Muchos consejos de residentes habían fracasado en hallar soluciones. Esta vez alguien dijo que era el señor de los cielos, que en castigo de alguna falta habíales enviado tan terrible canícula.

" Para merecer Russelville conmiseración - dijo a voz en cuello el Alcalde-

debemos todos confesar públicamente nuestros pecados, y muera así el más culpable, y que su castigo definitivo ponga fin a esta adversidad que nos consume. Yo confieso haber prevaricado y, a cambio de unas monedas, permitido que los constructores del pueblo devastaran los bosques, para construir sus industrias".

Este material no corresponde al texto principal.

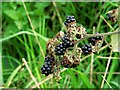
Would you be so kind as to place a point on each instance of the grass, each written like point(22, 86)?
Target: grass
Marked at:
point(26, 28)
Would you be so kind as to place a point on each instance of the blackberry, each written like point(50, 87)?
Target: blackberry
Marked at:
point(87, 49)
point(48, 68)
point(69, 19)
point(94, 39)
point(75, 63)
point(60, 49)
point(65, 62)
point(66, 41)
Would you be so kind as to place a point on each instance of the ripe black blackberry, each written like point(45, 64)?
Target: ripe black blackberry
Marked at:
point(48, 68)
point(94, 39)
point(66, 41)
point(87, 49)
point(66, 63)
point(60, 49)
point(69, 19)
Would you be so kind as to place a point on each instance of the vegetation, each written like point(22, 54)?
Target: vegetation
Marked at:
point(26, 28)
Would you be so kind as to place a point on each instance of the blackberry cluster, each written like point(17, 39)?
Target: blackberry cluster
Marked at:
point(66, 41)
point(87, 49)
point(94, 39)
point(48, 68)
point(66, 63)
point(69, 19)
point(60, 49)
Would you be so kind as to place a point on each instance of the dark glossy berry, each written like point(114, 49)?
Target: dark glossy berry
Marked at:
point(69, 19)
point(93, 40)
point(66, 41)
point(48, 68)
point(87, 49)
point(60, 49)
point(65, 62)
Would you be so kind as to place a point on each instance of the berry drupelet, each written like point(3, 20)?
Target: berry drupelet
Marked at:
point(48, 68)
point(66, 41)
point(69, 19)
point(60, 49)
point(94, 39)
point(66, 63)
point(87, 49)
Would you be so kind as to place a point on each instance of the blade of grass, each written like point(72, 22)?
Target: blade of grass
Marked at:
point(108, 63)
point(23, 32)
point(11, 77)
point(84, 78)
point(32, 76)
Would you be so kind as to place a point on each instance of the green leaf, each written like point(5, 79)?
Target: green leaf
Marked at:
point(12, 14)
point(115, 42)
point(84, 78)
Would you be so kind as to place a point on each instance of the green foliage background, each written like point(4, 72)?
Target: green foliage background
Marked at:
point(18, 41)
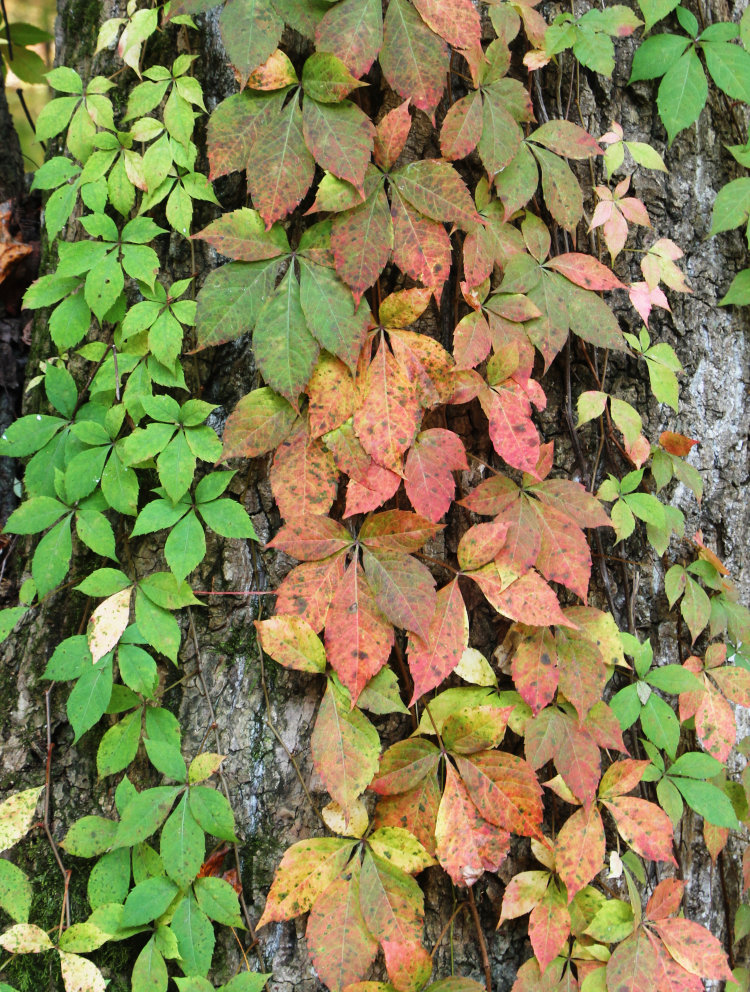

En eso no encuentro mayor falta - dijo el empresario- porque además de haberos sobornado, fui yo quien taló las plantas, desvió el río y destruyó las acequias, porque me estorbaban en mi empresa.

Y así, uno a uno, fueron contando su culpa. La esposa confesó adulterio; el juez haberse vendido; el tendero, que falseaba las pesas y las medidas y, hasta el cura, haber cometido estupro, traicionando su ministerio. Oyendo éstas y otras confesiones de pecados no menos graves, Thelonius Jones, avecindado en la zona, animóse a decir sus extravíos y así se dirigió a la concurrencia:

"¿ Recuerdan ustedes aquellos pasquines que con la firma de un tal John Smith inundaban nuestra villa? ¿Se acuerdan que en ellos se denunciaban muchas de esas mismas tropelías que ustedes ahora han confesado? Pues bien, no era ningún John Smith - quien además no existe- quien las imprimía, sino yo, y sólo yo el autor de esas publicaciones de las cuales ahora me confieso".

¡ Ajá!, negrito chismoso - le gritó el tendero- con que eres tú el culpable de que en este pueblo reine la cizaña y nadie pueda hacer lo que le da la gana. ¡Es éste negro el más pecador de todos nosotros y quien además nos tiene empavados! .

Raudo, dictó el juez la sentencia, y el propio cura ejecutó la penitencia.